Iris mata hitamku asyik menelusuri area sekitar. Memandangi mereka yang bahagia atas seragam putih abu bodoh yang berhasil mereka dapatkan. Dan diantara mereka, terselip wajah - wajah putih pucat yang muram. Mereka meronta minta dibebaskan. Berharap ada seseorang yang mampu mendengarkan keluh kesah mereka. Namun apa daya, tangisan dan jeritan mereka teredam oleh suara gelak tawa para murid baru.

Tak ada yang peduli. Bahkan kalau ada yang bisa melihat dan mendengar mereka sekalipun, aku bertaruh, orang itu tidak akan mau ikut campur. Orang itu hanya akan sekedar melihat lalu berlalu begitu saja seakan ia tidak melihat apapun. Jika kau bertanya apa bukti dari ocehanku, maka jawabannya adalah aku buktinya.

Pribadi yang selalu sendirian dan terkenal dengan kemisteriusannya itu, dijauhi karena mata kutukannya. Gosip itu menyebar dengan cepat bagaikan roket yang melesat di angkasa sana. Bosan dan selalu sendirian, itulah aku di masa 'SMA' ini. Aku duduk di bangku paling belakang sambil sesekali menggambar coretan pensil yang tak beraturan di belakang buku catatanku.

"Hei~" bisik anak kecil yang mengambang di sebelahku. Namun seperti biasa, aku tidak menggubrisnya. Manusia saja aku tidak peduli, apalagi makhluk yang bukan manusia? Apa anak itu tidak paham?

"Apa kau bisa melihat kami?" tanya anak itu pelan dan lesu.

SRET.

Aku buru - buru bangkit dari bangku dan berjalan menuju kantin. Anak kecil mengambang itu membuatku lapar. Menyebalkan sekali. Padahal aku sangat malas untuk pergi ke tempat yang bernama 'Kantin'. Selain banyak orang, hal yang paling aku benci disana adalah pasangan - pasangan sok romantis yang sudah pasti tidak lama lagi akan putus. Ha! Bodoh sekali mereka, mempertahankan hubungan yang sia - sia. Membuang waktu saja.

Aku berjalan menyusuri koridor yang dipenuhi oleh para murid. Mereka berlalu - lalang tak tentu arah. Tidak jarang ada orang yang menyenggol bahuku tanpa minta maaf setelahnya. Ya ampun, dimana tata krama orang - orang itu, sih? Memperhatikan mereka membuat kepalaku berdenyut - denyut.

Di tengah suasana menyebalkan itu, seketika mataku menangkap sebuah sosok wanita diantara para murid. Rambutnya panjang sepinggang. Tatapan matanya sayu dan terdapat kantung hitam disana. Ia mengenakan seragam sekolah yang sama sepertiku tapi seragam yang ia pakai nampak lebih kuno.

Aku segera memutar bola mataku ke arah lain. Berusaha pura - pura tidak melihatnya dan kembali berjalan dengan langkah yang lebih cepat.

Sesampainya di kantin, aku memesan sepiring nasi goreng lengkap dengan teh manis. Setelah mendapatkan pesanan yang aku mau, aku segera memilih tempat duduk di pojok belakang kantin. Masa bodoh dengan mencoba bergaul.
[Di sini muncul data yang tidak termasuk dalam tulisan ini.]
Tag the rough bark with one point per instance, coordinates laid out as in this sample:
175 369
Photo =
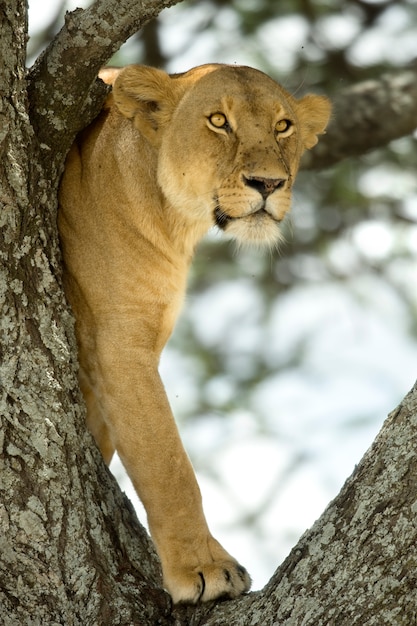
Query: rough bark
71 550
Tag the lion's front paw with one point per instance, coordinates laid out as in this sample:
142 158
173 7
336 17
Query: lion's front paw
219 579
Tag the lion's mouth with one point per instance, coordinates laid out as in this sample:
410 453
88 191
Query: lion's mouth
222 219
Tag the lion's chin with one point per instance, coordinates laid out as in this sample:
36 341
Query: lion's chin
259 228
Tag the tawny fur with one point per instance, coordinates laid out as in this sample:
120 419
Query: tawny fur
141 186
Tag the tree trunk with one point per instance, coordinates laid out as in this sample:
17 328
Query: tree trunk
71 549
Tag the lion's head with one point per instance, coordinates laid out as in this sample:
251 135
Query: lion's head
229 141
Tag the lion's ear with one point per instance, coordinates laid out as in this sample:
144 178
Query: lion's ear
314 113
148 96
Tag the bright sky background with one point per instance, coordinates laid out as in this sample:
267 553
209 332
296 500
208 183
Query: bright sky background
359 361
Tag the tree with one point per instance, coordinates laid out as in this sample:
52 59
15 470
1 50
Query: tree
71 549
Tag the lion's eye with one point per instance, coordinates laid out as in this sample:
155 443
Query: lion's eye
283 127
218 120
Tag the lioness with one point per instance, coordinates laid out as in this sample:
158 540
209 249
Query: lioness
168 158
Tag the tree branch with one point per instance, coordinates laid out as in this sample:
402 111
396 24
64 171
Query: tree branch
357 565
368 116
63 90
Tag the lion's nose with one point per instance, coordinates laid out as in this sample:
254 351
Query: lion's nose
265 186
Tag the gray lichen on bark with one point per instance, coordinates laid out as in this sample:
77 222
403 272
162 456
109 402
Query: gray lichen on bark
71 551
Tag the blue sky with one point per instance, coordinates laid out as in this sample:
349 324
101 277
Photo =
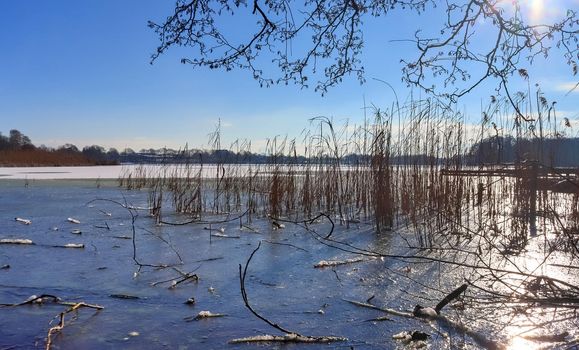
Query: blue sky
78 72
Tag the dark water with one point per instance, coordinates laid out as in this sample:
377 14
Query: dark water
282 283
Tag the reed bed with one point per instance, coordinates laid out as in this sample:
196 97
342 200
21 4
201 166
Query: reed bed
394 170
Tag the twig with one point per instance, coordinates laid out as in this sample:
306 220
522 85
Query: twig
289 335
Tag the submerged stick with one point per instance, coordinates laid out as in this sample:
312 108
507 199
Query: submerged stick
60 325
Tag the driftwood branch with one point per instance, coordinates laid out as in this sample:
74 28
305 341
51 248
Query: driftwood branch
289 336
60 325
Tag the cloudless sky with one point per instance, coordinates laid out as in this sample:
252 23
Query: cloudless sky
79 72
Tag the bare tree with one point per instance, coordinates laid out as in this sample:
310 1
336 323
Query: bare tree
455 59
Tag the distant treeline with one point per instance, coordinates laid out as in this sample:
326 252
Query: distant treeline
18 150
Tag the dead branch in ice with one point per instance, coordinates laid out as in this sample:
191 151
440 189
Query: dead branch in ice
23 221
386 310
134 215
221 235
105 226
70 245
205 222
60 326
329 263
125 205
21 241
204 314
288 336
43 298
434 315
286 244
184 277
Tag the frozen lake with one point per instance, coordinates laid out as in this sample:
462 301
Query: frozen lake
144 308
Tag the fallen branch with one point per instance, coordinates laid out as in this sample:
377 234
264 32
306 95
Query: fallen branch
23 221
16 241
60 325
328 263
289 336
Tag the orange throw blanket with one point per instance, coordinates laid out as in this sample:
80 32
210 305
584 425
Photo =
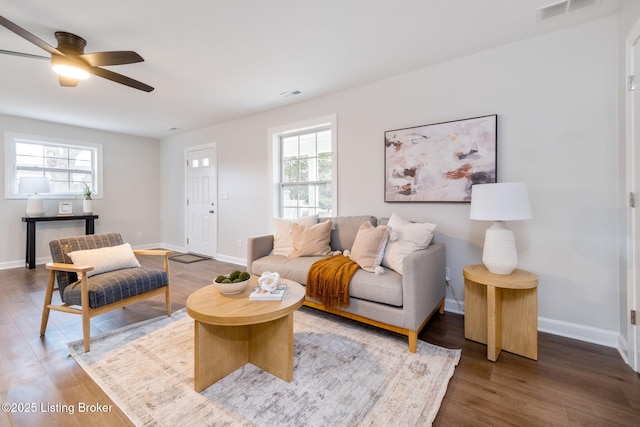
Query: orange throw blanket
328 280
Pada akhirnya orang - orang itu akan menjauhiku sama seperti orang - orang sebelumnya.

"Hai." seorang anak lelaki duduk berhadapan denganku. Ia nyengir kuda melihat aku yang sedang makan.

"Apa kau makhluk halus?" tanyaku datar.

Mendengar pertanyaan anehku, alisnya langsung bertaut. Kemudian ia bertanya lagi "Apa maksudmu?"
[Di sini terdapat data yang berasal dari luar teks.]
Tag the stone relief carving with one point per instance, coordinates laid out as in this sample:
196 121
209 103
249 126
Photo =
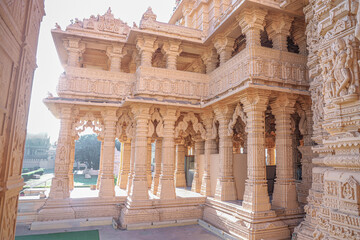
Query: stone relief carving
104 23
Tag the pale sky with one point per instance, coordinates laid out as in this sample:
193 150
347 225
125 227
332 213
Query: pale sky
49 67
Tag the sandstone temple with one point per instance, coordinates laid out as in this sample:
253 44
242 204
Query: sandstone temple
263 93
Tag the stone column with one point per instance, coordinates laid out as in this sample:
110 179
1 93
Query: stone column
60 182
251 21
284 190
75 49
132 161
115 54
106 188
71 164
166 188
172 50
210 148
100 164
139 187
278 29
209 58
180 180
125 164
256 198
224 47
199 149
271 156
155 182
148 163
225 184
146 47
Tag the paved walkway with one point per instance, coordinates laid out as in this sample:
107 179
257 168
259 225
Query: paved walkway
108 233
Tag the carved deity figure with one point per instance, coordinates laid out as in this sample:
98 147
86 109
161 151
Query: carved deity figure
343 63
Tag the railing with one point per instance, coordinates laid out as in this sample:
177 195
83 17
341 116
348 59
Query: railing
271 66
161 81
95 83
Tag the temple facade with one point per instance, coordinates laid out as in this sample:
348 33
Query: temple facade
264 95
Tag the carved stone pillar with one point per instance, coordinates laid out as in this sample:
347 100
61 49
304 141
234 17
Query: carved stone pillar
210 148
60 182
224 47
132 161
75 49
155 182
180 180
115 54
71 165
284 190
172 50
299 36
199 149
146 47
225 184
125 165
278 29
256 198
251 21
148 163
210 59
106 188
166 188
139 187
100 164
271 156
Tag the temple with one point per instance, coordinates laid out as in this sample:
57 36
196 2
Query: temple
263 94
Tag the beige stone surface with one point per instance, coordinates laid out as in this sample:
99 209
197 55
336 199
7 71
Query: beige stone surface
219 78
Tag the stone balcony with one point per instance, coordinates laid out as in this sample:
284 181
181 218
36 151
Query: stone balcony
258 66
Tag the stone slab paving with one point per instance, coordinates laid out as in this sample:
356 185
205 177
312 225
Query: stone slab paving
108 233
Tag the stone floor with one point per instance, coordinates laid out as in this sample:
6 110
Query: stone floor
108 233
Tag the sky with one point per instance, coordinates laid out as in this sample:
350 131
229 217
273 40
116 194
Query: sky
49 68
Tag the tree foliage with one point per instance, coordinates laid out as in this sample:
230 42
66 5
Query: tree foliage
87 150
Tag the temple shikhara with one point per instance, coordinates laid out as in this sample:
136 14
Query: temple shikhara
251 109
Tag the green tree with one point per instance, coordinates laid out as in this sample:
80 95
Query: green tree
87 150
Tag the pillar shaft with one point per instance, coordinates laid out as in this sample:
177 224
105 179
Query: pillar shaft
225 184
60 182
284 190
107 185
125 165
180 180
139 188
148 163
256 196
166 188
196 184
155 182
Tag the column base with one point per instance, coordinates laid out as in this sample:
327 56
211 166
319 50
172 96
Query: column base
166 189
123 179
225 189
284 196
107 186
152 213
243 225
196 184
180 180
155 185
55 209
139 190
256 198
206 186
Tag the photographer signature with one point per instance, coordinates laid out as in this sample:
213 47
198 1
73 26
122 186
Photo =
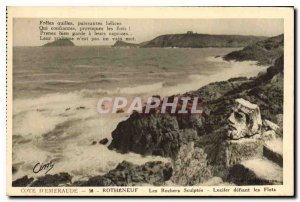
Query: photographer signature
43 166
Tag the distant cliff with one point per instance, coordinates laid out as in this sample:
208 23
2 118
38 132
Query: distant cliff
60 42
124 44
194 40
265 51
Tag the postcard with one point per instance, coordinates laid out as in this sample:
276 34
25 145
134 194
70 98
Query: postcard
150 101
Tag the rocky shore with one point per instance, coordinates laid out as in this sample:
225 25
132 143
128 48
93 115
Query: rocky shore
235 139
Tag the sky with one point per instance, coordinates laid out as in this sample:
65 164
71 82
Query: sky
27 33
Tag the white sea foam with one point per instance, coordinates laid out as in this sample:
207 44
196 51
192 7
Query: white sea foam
38 116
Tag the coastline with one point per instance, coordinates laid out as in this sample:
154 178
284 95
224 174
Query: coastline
195 82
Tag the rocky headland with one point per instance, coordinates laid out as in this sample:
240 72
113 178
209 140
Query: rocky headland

"Apa kau makhluk halus?" aku mengulang pertanyaanku dengan suara yang sama datarnya dengan sebelumnya.

Tiba - tiba saja, anak itu tertawa. Suara tawanya yang membelah udara membuat telingaku sakit. Jika aku harus memilih, aku lebih memilih untuk mendengar suara - suara jeritan dan tangisan mereka dibandingkan dengan suara tawa anak nyasar ini.

Masih dengan tatapan datar, aku kembali menanyakan hal yang sama. Lalu kali ini anak itu menjawab "Aku bukan makhluk halus, tapi aku Choco."